What really happened is that China hacked Google, and it pissed Google off when they finally discovered it, many months later. This wasn’t some small intrusion or data breach. It was a systemic, coordinated, widespread, very deep hack, which among other things, gave China all of Google’s source code. It was very similar in scope and ambition to the Solar Winds hack recently out of Russia. It forced Google to completely rethink their security, which at the time was an Igloo model (hard on the outside, soft on the inside, a Gary Larson reference I think), and they had to migrate to where internal access was also limited, which took years.

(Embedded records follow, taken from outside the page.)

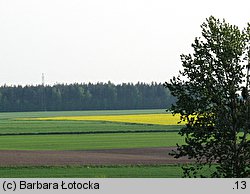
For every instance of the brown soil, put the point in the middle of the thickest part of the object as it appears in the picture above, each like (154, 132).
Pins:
(90, 157)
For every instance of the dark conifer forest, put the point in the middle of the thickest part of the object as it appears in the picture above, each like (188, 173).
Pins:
(99, 96)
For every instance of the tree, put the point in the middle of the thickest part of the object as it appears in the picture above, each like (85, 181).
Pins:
(212, 94)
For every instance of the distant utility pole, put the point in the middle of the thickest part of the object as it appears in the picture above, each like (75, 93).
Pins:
(43, 94)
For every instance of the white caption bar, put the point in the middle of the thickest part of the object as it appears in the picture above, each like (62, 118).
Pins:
(126, 186)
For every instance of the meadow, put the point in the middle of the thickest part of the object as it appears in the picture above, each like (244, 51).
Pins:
(93, 131)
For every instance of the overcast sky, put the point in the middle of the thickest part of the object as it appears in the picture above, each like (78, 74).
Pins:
(101, 40)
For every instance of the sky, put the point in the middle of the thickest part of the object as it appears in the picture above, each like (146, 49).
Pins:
(103, 40)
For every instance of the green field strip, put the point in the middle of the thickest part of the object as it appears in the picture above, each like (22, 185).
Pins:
(17, 127)
(13, 115)
(90, 141)
(161, 171)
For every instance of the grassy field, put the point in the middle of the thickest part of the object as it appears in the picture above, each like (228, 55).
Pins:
(34, 127)
(89, 141)
(154, 119)
(19, 133)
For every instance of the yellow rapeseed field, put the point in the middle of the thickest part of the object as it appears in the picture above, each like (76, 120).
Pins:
(159, 119)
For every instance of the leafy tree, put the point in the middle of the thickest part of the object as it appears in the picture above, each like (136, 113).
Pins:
(212, 94)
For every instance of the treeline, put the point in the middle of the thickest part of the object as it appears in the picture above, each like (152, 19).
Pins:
(100, 96)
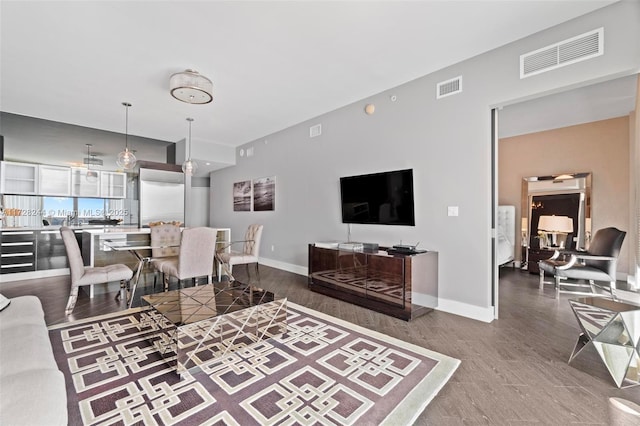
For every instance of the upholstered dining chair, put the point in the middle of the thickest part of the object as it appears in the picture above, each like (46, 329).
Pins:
(195, 257)
(165, 243)
(165, 240)
(593, 269)
(88, 275)
(249, 255)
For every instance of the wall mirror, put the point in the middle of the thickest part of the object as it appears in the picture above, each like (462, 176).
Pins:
(556, 211)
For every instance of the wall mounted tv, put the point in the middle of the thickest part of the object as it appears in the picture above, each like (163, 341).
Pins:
(379, 198)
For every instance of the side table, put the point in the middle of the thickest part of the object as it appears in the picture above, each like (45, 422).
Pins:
(613, 328)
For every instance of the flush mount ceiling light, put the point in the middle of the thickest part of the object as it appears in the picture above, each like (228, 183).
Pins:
(126, 159)
(191, 87)
(92, 175)
(189, 167)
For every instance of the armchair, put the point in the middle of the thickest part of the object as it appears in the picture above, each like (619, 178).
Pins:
(87, 275)
(195, 256)
(249, 254)
(597, 264)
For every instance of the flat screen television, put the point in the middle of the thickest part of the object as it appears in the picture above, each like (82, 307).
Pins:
(379, 198)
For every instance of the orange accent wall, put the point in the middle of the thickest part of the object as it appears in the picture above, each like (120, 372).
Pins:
(601, 147)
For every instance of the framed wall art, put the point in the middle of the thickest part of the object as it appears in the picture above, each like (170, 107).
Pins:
(242, 196)
(264, 194)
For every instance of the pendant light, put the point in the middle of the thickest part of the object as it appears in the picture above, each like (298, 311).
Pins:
(191, 87)
(92, 175)
(126, 159)
(189, 167)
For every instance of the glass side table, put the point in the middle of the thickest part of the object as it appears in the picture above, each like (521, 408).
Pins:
(613, 328)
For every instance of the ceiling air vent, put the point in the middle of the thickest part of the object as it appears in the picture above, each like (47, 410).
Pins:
(315, 130)
(576, 49)
(449, 87)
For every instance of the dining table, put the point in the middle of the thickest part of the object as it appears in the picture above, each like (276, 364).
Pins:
(140, 250)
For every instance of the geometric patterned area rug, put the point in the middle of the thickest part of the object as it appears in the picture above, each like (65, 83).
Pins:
(322, 371)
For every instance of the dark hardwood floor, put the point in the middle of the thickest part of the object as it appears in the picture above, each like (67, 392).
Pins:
(514, 370)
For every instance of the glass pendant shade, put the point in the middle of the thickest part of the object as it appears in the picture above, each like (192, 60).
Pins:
(91, 175)
(191, 87)
(189, 167)
(126, 159)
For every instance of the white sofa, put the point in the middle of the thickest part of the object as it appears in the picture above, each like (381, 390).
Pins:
(32, 389)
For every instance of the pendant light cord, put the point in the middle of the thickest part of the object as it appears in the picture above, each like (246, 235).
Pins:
(126, 125)
(190, 120)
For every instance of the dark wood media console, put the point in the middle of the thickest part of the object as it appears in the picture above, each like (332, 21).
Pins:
(401, 285)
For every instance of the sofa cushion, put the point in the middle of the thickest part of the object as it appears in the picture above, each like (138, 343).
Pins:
(35, 397)
(25, 347)
(22, 310)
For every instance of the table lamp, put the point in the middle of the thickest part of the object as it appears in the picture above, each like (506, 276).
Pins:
(554, 226)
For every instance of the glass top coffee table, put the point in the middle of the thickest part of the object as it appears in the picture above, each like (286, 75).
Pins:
(199, 324)
(613, 327)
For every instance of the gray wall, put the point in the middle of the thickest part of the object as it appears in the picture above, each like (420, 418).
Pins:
(447, 142)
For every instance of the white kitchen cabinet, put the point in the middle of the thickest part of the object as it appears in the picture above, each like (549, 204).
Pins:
(81, 187)
(18, 178)
(54, 180)
(113, 185)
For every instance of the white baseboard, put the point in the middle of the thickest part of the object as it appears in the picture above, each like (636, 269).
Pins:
(21, 276)
(289, 267)
(466, 310)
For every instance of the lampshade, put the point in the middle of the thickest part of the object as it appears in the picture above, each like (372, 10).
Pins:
(191, 87)
(91, 175)
(126, 159)
(189, 167)
(555, 224)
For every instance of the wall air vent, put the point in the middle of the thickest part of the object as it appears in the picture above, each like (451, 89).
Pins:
(576, 49)
(315, 130)
(449, 87)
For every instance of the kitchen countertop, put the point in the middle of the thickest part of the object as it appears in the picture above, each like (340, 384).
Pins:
(92, 228)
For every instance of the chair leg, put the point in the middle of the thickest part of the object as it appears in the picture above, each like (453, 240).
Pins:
(612, 289)
(133, 290)
(541, 285)
(73, 298)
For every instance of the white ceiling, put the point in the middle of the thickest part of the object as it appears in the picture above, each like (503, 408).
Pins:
(614, 98)
(273, 64)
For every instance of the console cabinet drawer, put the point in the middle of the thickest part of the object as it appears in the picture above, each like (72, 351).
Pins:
(17, 251)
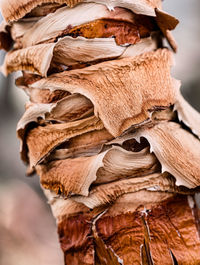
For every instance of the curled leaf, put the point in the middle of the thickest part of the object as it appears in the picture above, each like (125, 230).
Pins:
(116, 86)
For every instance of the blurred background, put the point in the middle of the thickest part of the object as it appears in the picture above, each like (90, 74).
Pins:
(27, 228)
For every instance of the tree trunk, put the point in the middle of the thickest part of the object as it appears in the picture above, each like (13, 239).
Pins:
(115, 144)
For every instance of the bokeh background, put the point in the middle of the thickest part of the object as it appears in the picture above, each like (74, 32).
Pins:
(27, 228)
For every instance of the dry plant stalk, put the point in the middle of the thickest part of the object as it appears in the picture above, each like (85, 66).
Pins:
(106, 128)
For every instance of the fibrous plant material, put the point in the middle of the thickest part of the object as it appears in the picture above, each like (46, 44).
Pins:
(115, 144)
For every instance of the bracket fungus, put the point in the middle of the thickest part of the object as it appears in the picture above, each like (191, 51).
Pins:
(106, 127)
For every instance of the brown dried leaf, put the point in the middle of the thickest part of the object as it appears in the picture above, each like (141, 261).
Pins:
(57, 175)
(108, 193)
(114, 87)
(177, 150)
(14, 10)
(36, 59)
(42, 140)
(187, 114)
(64, 19)
(5, 38)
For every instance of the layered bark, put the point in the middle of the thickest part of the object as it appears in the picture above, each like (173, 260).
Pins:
(107, 129)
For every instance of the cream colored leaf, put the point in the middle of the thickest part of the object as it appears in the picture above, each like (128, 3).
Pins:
(108, 193)
(14, 10)
(42, 140)
(187, 114)
(124, 92)
(177, 150)
(53, 25)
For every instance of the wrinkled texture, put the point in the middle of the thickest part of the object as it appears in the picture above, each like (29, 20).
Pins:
(136, 81)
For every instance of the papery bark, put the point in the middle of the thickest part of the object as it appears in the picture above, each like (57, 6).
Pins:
(106, 128)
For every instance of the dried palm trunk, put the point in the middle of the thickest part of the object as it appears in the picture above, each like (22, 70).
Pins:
(114, 143)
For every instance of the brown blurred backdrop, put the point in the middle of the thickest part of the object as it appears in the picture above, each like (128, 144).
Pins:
(27, 229)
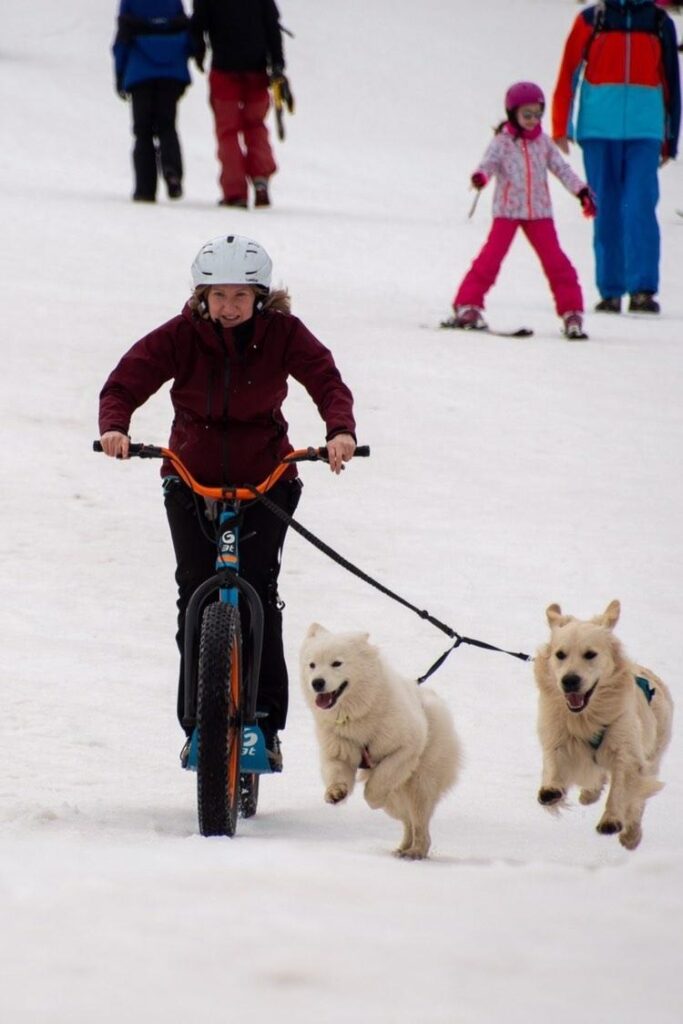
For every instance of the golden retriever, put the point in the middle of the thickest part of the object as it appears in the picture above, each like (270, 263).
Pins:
(601, 719)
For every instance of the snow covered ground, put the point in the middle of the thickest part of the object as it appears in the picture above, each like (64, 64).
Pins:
(504, 475)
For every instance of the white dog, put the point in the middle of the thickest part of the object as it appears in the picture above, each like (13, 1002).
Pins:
(368, 718)
(601, 718)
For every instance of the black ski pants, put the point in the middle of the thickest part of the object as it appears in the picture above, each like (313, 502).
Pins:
(157, 144)
(261, 540)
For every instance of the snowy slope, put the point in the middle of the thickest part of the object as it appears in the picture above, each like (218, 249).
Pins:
(505, 475)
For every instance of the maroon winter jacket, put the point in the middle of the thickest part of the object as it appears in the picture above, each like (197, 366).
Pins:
(228, 426)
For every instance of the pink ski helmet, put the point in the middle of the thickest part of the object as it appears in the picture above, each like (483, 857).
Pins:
(521, 93)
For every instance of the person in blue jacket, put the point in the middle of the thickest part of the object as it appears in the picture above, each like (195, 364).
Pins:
(151, 52)
(620, 69)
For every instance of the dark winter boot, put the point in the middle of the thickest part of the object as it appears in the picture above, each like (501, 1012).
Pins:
(261, 197)
(611, 305)
(643, 302)
(173, 186)
(236, 201)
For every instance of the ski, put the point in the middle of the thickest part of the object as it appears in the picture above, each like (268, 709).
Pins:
(520, 332)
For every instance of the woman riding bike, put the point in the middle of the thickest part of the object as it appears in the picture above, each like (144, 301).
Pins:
(229, 353)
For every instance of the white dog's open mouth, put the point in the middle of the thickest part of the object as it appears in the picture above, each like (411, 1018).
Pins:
(328, 700)
(578, 701)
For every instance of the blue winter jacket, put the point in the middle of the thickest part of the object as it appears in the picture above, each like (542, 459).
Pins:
(624, 54)
(153, 41)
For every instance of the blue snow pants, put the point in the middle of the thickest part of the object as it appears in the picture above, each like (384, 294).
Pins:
(626, 236)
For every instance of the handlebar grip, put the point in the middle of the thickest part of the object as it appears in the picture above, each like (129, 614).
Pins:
(137, 449)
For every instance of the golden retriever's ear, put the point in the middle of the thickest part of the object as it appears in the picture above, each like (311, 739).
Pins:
(611, 613)
(553, 614)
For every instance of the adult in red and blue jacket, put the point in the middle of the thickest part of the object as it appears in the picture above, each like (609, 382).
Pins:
(624, 53)
(151, 52)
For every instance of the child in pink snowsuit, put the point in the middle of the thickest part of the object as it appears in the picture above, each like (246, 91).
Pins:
(519, 158)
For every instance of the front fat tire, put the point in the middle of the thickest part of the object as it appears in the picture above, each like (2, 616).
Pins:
(219, 720)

I’ll share with you, confidentially wink wink, that most companies way overvalue their source code. It’s actually their engineers who are their biggest asset, because the engineers can reproduce the source code if it’s lost (quite quickly at that), whereas the source code can’t do fuck-all on its own. Moreover, most source code bases are so ugly that you couldn’t give them away. But Google had what they now call “HIP” (High-value Intellectual Property) scattered through their source code, which are the tuning parameters and constants for various algorithms and AI models which are the true Secret Sauce to Google’s Search and Ads dominance.
At both small companies I worked at, the real value was in the business relationships built up (suppliers etc). The code could be rewritten. It wouldn't be bug-compatible, but all the ideas and design were backed up in engineers' minds.
There are even advantages from a clean slate methodology; if there’s sufficient buy in from management.
Reason being: if you have done things before and bore the weight of architectural misgivings, you can clearly reproduce the software.
The biggest barrier to doing this normally is:
A) time pressure.
B) pressure to use existing log available tech
C) pressure to be cheap (which is manifested most often in A&B but is it’s own thing too).
This causes “large rewrites” to be rushed, subpar and lesser quality as the emphasis often isn’t on getting to feature parity.
Regardless, if google lost their code- entirely, we would probably have search by next week, auth in a fortnight, mail by next month and something approximating google cloud by the end of the year.
Because a lot of the really hard lessons have been learned, a reimplementation is just time.
I do. If, and only if, you build up the exact same thing. Once engineers band together for a rewrite that changes project architectural, conceptual, and engineering principles, then you're looking at a runaway deadline.
Most of snippets of Google's code wouldn't be usable without the entire ecosystem around them. Most things are doable because of libraries, internal infrastructure, etc.
leaks of what exactly? It's billions of lines of code spread amongst millions of files which make up thousands of services... It's not like there 10 files with all the magic sauce.
To add to this, it's not all on every engineer's machine. It's not like they can just walk out of the office with a computer with all the source code. It's on a virtual file system that requests files as needed, and you can bet there are systems set up to detect if someone is just downloading the whole thing for no reason.
it's not even that. if you assume that the entire codebase was leaked verbatim, it would still take entrenched knowledge of many google engineers to replicate the same services and infrastructure to support those services.
If any state actor who stole that code could deploy such engineering capabilities, they don't really need the source code tbh.